Paula Foore, co-owner of the nearby Springdale Farm, called Larry a “wonderful mentor.” “He was always so generous with his farming information and tips. A true legend. He will be sorely missed by our entire community.”
Eden East chef Sonya Cote, who has cooked frequently at Boggy Creek, said that the week before he died, Butler was giving tours at a fundraiser to replace the farmhouse’s windows. “We lost our patriarch,” she said. “Just last weekend, he got to tell us about everything he built. I was humbled by the experience.”
“(Carol Ann and Larry) have been the center of the plate, the heartbeat of the local food scene,” former Statesman food writer Kitty Crider said on Friday, just a few days after stopping by the farmstand to buy tomatoes. “Quiet celebrities, they opened their farm to tours, to fundraisers, to national chefs. On my kitchen counter sit four varieties of their tomatoes. I think I will go eat one — standing over the sink — in memory of Larry.”
He’s the guy with the Northwest Kiwanis club who runs their annual peach fundraiser. Twice a year, the civic group sells boxes of peaches — in July from East Texas and in September from Colorado — and they are reliably the very best peaches I eat all year.
The money goes to dozens of local groups that the Northwest Kiwanis supports, including Austin Child Guidance Center and Any Baby Can.
The peaches, which come from McPeak Orchard in Pittsburg, Texas, are only sold in 22-pound boxes, but they include instructions on how to freeze them so you can enjoy them for months to come. Each box costs $47, and you can order them online at nwaustinkiwanis.org/peaches for pick-up between 8:30 a.m. to noon on July 7 at Anderson High School.
At the Taste of Mexico event earlier this month, I tried a handful of new local food products that you’ll hopefully be seeing on store shelves soon.
Serving a delicious trio of aguas frescas was Alegria, which makes the refreshing drink in hibiscus, cucumber-mint and melon. The drink is currently sold at some neighborhood corner markets, like the Rosedale Market, but with less sugar and more flavor than other aguas frescas on the market right now, you’ll see this product more widely available this summer.

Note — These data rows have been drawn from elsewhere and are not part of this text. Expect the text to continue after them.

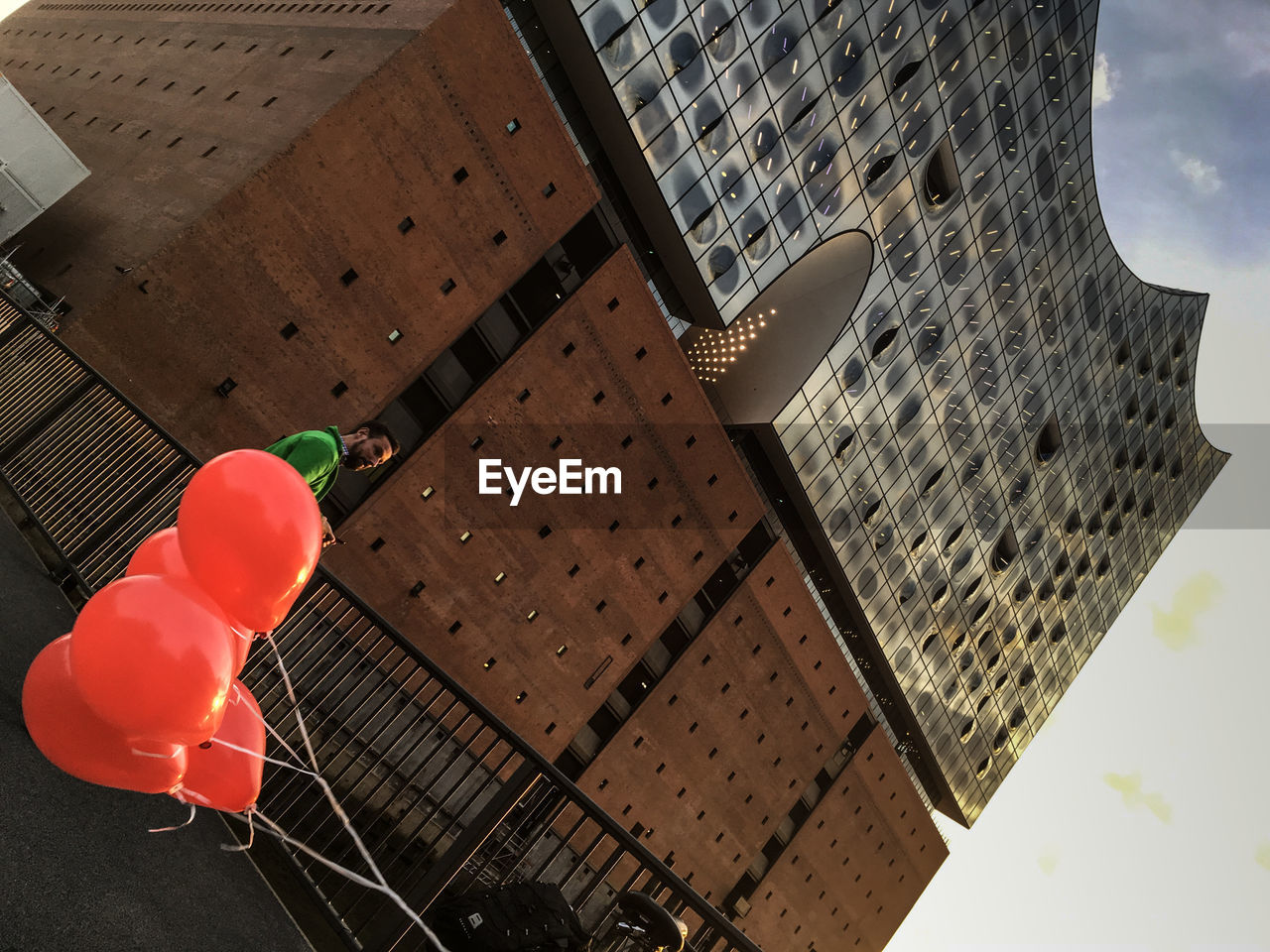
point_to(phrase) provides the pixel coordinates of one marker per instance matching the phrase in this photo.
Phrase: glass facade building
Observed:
(1002, 438)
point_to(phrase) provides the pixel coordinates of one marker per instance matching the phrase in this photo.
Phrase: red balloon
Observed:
(223, 777)
(250, 534)
(153, 655)
(160, 555)
(77, 742)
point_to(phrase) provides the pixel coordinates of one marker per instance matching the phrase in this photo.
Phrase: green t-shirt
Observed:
(316, 454)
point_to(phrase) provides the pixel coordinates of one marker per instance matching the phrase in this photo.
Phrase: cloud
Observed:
(1106, 80)
(1129, 785)
(1251, 50)
(1203, 176)
(1176, 627)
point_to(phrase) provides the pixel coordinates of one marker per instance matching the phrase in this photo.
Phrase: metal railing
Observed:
(445, 797)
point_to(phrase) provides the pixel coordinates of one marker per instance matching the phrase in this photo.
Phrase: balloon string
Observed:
(262, 757)
(180, 825)
(250, 835)
(382, 887)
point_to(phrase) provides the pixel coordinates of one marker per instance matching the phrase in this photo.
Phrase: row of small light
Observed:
(714, 350)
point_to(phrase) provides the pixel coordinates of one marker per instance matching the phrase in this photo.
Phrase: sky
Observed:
(1137, 817)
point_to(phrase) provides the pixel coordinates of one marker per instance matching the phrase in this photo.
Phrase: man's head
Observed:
(370, 444)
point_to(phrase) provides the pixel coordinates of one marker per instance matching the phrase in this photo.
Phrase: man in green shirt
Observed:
(318, 456)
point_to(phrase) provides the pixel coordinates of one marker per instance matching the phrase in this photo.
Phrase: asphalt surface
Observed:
(79, 873)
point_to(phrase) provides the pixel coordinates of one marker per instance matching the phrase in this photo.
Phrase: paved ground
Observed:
(77, 870)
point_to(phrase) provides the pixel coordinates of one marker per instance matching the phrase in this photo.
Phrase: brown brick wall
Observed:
(275, 249)
(857, 866)
(423, 537)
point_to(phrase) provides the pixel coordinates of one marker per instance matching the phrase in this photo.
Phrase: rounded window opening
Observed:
(1074, 524)
(905, 72)
(878, 169)
(1005, 551)
(942, 181)
(884, 340)
(843, 444)
(1016, 719)
(1061, 566)
(1049, 440)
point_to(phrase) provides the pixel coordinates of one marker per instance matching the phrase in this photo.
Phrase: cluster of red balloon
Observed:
(144, 692)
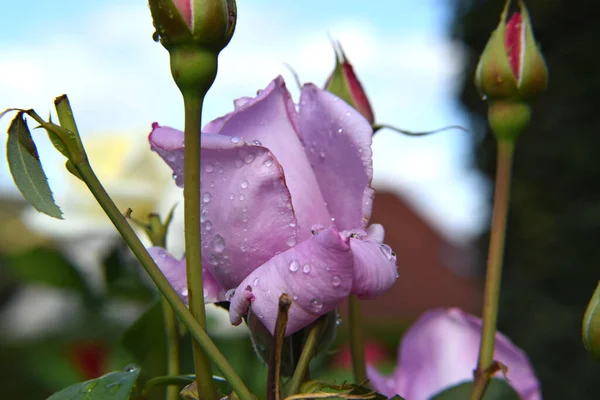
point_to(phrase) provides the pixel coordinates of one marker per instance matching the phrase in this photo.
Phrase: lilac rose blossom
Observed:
(440, 351)
(286, 199)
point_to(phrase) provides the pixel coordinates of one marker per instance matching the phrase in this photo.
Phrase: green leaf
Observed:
(26, 169)
(112, 386)
(498, 389)
(46, 266)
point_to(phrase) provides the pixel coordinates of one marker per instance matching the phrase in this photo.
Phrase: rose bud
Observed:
(343, 83)
(511, 66)
(205, 23)
(510, 73)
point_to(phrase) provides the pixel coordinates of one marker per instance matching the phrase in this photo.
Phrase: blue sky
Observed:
(101, 54)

The same is true of Pancho Bigotes Salsas, a creamy salsa company out of San Antonio, with makes a spicy, rich salsa verde with serrano, garlic and cilantro. The company also makes a “chimi hot” version with fresh chiles de arbol and no cilantro, but they are both welcome additions to chips, tacos, scrambled eggs and sandwiches. (I bought a jar at the event it was so good.) Most creamy salsas you can buy in grocery stores now are on the sweet side, but this one isn’t, thanks to the vinegar, spices and egg. With any luck you’ll find this good-on-everything sauce in supermarkets soon, but for now, you’ll have to buy them online.
I discovered Sweet Tsopelik on the rooftop of Mexi-Arte’s popular annual party. This local Mexican candy company uses traditional ingredients, such as peanuts, coconut and amaranth, to makes treats like alegrias, a crispy snack made with amaranth, agave nectar, pecans, pumpkin seeds, raisins and lime juice. The company, which sells at the HOPE Farmers market from 11 a.m. to 3 p.m. on Sundays, also produces tamarindos, palanquetas and mazapanes.
El Norteño Foods makes a line of beef jerky that’s worth checking out, especially if you like the popular Mexican-style jerky called cecina or are looking for a spicy jerky that’s low in sugar. The jerky comes in several flavors, including mango habanero, and they all include a little packet of hot sauce. The meat sticks, which come in lime and habanero flavors, don’t have the hot sauce, but they well-spiced on their own. Find these at convenience stores throughout Central Texas and some H-E-Bs.